Yaggi Henry, Mohsenin Vahid
Section of Pulmonary and Critical Care Medicine, Yale University School of Medicine, 333 Cedar Street, Post Office Box 208057, New Haven, CT 06520-8057, USA.
Clin Chest Med. 2003 Jun;24(2):223-37. doi: 10.1016/s0272-5231(03)00027-3.
Sleep-related breathing disorders are strongly associated with increased risk of stroke independent of known risk factors. The direction of causation favors sleep-disordered breathing leading to stroke rather than the other way around, although definitive proof of this awaits the results of prospective cohort studies. If causal, even a moderately elevated risk of stroke coupled with the high prevalence of sleep-disordered breathing could have significant public health implications. The relationship between sleep-disordered breathing and stroke risk factors is complex, and likely part of the risk for cerebrovascular events is because of higher cardiovascular risk factors in patients with increased RDI. The mechanisms underlying this increased risk of stroke are multi-factorial and include reduction in cerebral blood flow, altered cerebral autoregulation, impaired endothelial function, accelerated atherogenesis, thrombosis, and paradoxic embolism. Because of the effects of sleep-disordered breathing on vascular tone, hypertension is believed to be a major mechanism by which sleep-disordered breathing might influence risk of stroke. Because sleep-related breathing disorders are treatable patients with stroke/TIA should undergo investigation, with a thorough sleep history interview, physical examination, and polysomnography. Treatment of sleep apnea has been shown to improve quality of life, lower blood pressure, improve sleep quality, improve neurocognitive functioning, and decrease symptoms of excessive daytime sleepiness [98]. Further treatment trials are needed to determine whether treatment improves outcome after stroke and whether treatment may serve as secondary prophylaxis and modify the risk of recurrent stroke or death.

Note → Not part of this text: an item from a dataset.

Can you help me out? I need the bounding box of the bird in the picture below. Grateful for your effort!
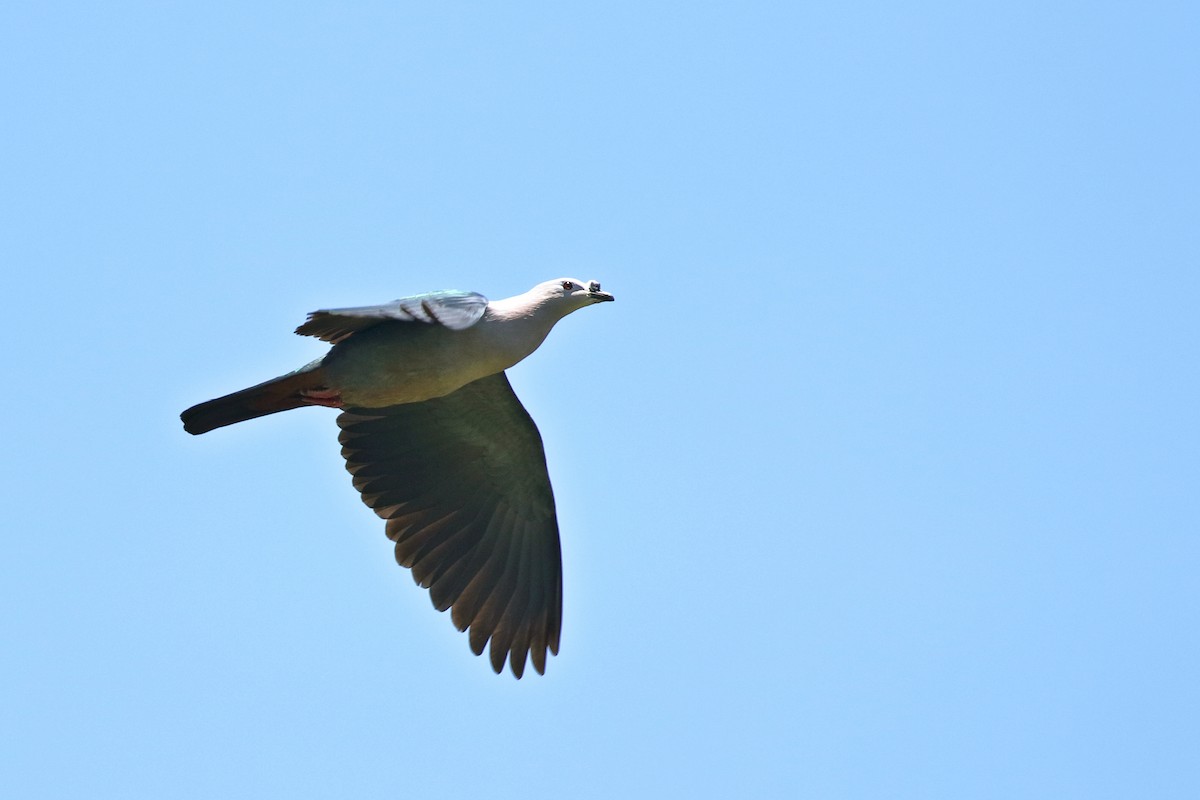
[180,278,613,679]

睡眠相关呼吸障碍与中风风险增加密切相关,且独立于已知风险因素。因果关系倾向于睡眠呼吸障碍导致中风,而非相反,尽管这一点的确切证据尚有待前瞻性队列研究的结果。如果存在因果关系,即使中风风险适度升高,再加上睡眠呼吸障碍的高患病率,也可能对公共卫生产生重大影响。睡眠呼吸障碍与中风风险因素之间的关系很复杂,脑血管事件风险的一部分可能是由于呼吸紊乱指数(RDI)升高的患者存在较高的心血管风险因素。中风风险增加背后的机制是多因素的,包括脑血流量减少、脑自动调节改变、内皮功能受损、动脉粥样硬化加速、血栓形成和反常栓塞。由于睡眠呼吸障碍对血管张力的影响,高血压被认为是睡眠呼吸障碍可能影响中风风险的主要机制。由于睡眠相关呼吸障碍是可治疗的,中风/短暂性脑缺血发作(TIA)患者应接受调查,包括进行全面的睡眠史访谈、体格检查和多导睡眠监测。已证明治疗睡眠呼吸暂停可改善生活质量、降低血压、改善睡眠质量、改善神经认知功能并减轻日间过度嗜睡症状[98]。需要进一步的治疗试验来确定治疗是否能改善中风后的预后,以及治疗是否可作为二级预防并改变复发性中风或死亡的风险。